Also ~noone runs h100 at home, ie at batch size 1. What matters is throughput. With 37b active parameters and a massive deployment throughout (per gpu) should be similar to Gemma.
so what is the real comparison against DeepSeek r1 ? Would be good to know which is actually more cost efficient and open (reproducible build) to run locally.
Gemma 3 is way way better than Llama 4. I think Meta will start to lose its position in LLM mindshare. Another weakness of Llama 4 is its model size that is too large (even though it can run fast with MoE), which greatly limits the applicable users to a small percentage of enthusiasts who have enough GPU VRAM. Meanwhile, Gemma 3 is widely usable across all hardware sizes.
Thanks. I was wondering why my open-webui said that I already had the model. I bet a lot of people are making the same mistake I did and downloading just the old, post-quantized 27B.
How many times do I have to say this?
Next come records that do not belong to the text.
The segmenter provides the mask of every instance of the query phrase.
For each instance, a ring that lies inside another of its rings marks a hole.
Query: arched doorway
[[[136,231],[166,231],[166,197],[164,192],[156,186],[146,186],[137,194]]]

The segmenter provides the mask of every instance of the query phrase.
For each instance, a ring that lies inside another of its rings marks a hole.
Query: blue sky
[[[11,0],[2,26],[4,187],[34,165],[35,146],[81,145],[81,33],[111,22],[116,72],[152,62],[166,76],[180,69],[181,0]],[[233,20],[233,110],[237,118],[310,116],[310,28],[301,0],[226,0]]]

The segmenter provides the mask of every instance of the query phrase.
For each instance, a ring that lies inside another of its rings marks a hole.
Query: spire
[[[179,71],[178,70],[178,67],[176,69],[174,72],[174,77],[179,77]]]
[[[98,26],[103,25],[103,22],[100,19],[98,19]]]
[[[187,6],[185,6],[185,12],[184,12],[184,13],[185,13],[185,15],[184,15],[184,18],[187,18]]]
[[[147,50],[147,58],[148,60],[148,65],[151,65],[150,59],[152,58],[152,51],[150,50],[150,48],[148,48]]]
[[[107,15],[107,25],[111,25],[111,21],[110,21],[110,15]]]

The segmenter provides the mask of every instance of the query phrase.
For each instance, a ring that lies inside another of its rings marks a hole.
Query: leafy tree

Ollama, llamacpp, and many other projects are slower than vLLM/sglang. vLLM is a much superior inference engine and is fully supported by the only LLM frontends that matter (sillytavern).
The community getting obsessed with Ollama has done huge damage to the field, as it's ineffecient compared to vLLM. Many people can get far more tok/s than they think they could if only they knew the right tools.
The significant convenience benefits outweigh the higher TPS that vLLM offers in the context of my single machine homelab GPU server. If I was hosting it for something more critical than just myself and a few friends chatting with it, sure. Being able to just paste a model name into Open WebUI and run it is important to me though.
It is important to know about both to decide between the two for your use case though.
Afaik vllm is for concurrent serving with batched inference for higher throughput, not single-user inference. I doubt inference throughput is higher with single prompts at a time than Ollama.
Update: this is a good Intro to continuous batching in llm inference: https://www.anyscale.com/blog/continuous-batching-llm-infere...
I tried sillytavern a few weeks ago... wow, that is an "interesting" UI! I blundered around for a while, couldn't figure out how to do anything useful... and then installed LM Studio instead.
I did not know this, so thank you. I read a blogpost a while back that encouraged using Ollama and never mention vLLM. Do you recommend reading any particular resource?
FWIW I'm getting 29 TPS on Ollama on my 7900 XTX with the 27b qat. You can't really compare inference engine to inference engine without keeping the hardware and model fixed.
Unfortunately Ollama and vLLM are therefore incomparable at the moment, because vLLM does not support these models yet.
What would be the best way to deploy this if you're maximizing for GPU utilization in a multi-user (API) scenario? Structured output support would be a big plus.
We're working with a GPU-poor organization with very strict data residency requirements, and these models might be exactly what we need.
I would normally say VLLM, but the blog post notably does not mention VLLM support.
Assuming this can match Claude's latest, and full time usage ( as in you have a system that's constantly running code without any user input,) you'd probably save 600 to 700 a month. A 4090 is only 2K and you'll see an ROI within 90 days.
I can imagine this will serve to drive prices for hosted llms lower.
At this level any company that produces even a nominal amount of code should be running LMS on prem( AWS if your on the cloud).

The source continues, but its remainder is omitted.